Again, louder, insistent, a scuffling noise, something banging on metal, Then silence.

My studio is off the family room. In the family room we have a Franklin stove type of fireplace. When we bought this house we were told that the installation of the fireplace was not up to code, meaning that the house insurance company said it’ll cost you big time if you plan to use that fireplace. So we stuffed the stovepipe with that pink fibre glass insulation to keep out the cold of winter and put an electric fireplace insert into the firebox. You know the sort of thing. Fake logs, fake flames created by some kind of light doing some kind of thing, and behind it all a heater to throw some warmth at you.

There is was again. The loud scuffling noise. Some knocking. It was coming from the fireplace stove pipe.

No, no, no! I can’t deal with this. It’s a bird. I know it’s a bird, and I have to get it out, but it’ll fly all over the house and I can’t. I just can’t.

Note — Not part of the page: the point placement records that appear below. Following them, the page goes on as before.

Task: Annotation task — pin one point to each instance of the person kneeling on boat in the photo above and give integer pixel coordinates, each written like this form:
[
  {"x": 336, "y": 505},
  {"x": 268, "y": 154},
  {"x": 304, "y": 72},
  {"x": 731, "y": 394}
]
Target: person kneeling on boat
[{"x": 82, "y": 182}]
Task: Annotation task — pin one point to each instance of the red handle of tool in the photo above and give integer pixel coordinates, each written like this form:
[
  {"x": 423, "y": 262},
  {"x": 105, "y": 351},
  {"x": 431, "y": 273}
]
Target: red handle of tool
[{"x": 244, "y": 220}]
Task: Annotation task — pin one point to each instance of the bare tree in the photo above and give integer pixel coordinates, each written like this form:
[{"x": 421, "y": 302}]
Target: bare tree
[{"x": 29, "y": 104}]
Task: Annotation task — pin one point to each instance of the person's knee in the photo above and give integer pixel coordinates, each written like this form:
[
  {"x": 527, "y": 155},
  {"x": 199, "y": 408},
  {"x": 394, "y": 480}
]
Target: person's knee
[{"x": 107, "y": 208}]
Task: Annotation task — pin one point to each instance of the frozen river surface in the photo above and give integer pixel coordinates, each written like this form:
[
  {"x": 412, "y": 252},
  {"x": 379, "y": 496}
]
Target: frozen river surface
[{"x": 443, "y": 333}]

I call my husband at work. He pretty much said, “You’ll have to get it out. Put the dog and the cat into a bedroom. Close the door on them, then open all the outside doors, and remove the fireplace insert.”

Sometimes husbands aren’t as useful as you’d expect. I thought maybe he’d drop everything, rush on home, to take care of things while I cowered in the bedroom with the dog and the cat.

Big breath. I screwed up my courage, did as my husband suggest and pulled out the fireplace insert.

And nothing. No bird. A little pile of dirty pink fibreglas insulation lay at the bottom of the firebox along with–was that bird crap? Maybe it wasn’t a bird. Maybe it was a bat. Ha try again. I knew it was a bird. Somehow, there was a bird in the stove pipe and it was above the fibreglass stuffing. I got a flash light and tried to figure out a way to solve this. maybe I could pull out the insulation, but if I did that, I’d pull the bird down on me. I stuck my head in the firebox and craned to see what I could see. Nothing. I could see nothing at all. Nothing save a black hole. I needed help for this job, and that poor bird would have to wait until my husband came home. He’d put the insulation into the pipes and he surely knew where he’d put it.

I took the dog for a walk. I couldn’t bear to stay in the studio and listen to that it try to knock it’s way out of it’s sheet metal prison.

About mid afternoon, I heard a ruckus downstairs. Not the bird surely, this was more noise even that it could make.

Oh my God! The cat was in a panic. The dog started to bark. A large–I mean not your wren or your sparrow, not even a robin sized bird, but a BIG bird was fluttering around in the firebox, stopping now and then pausing to cling to the mesh firescreen.

I called off the dog, grabbed the cat and put them both into a bedroom, closing the door on them. I ran around closing the doors to every room that had a door. I opened all the outside doors. Then cautiously I went back down the stairs. Yes, it was till there, it’s yellow tail feathers spread, its chest heaving. I took a small blanket from the couch. My intentions were to throw the blanket over the bird, pick it up and put it outside. Cautiously I pulled back the fireplace screen. In flash the bird was past its edge and in the air.

Stupid, stupid me. I should have closed the window shutters. It slammed hard into the window. Its poor beak was seriously bent out of shape. Again I tried with the blanket, and this time I caught it. Darn good thing, because I don’t think either of us could have taken much more.

Holding it as gently as I could, still in the blanket, It carried it outside. My intention was to set it on the lawn. Its feet never touched the ground. Zoom! It was gone.

So okay, I guess it wasn’t a HUGE bird, but it was pretty big. It turned out to be a Hairy Woodpecker and I’m happy to report that before it zoomed away, it’s beak looked okay again. I guess they’re used to hammering it against things.

220px-Picoides-villosus-001

Phew! Two close encounters in one day. I may yet get over this phobia.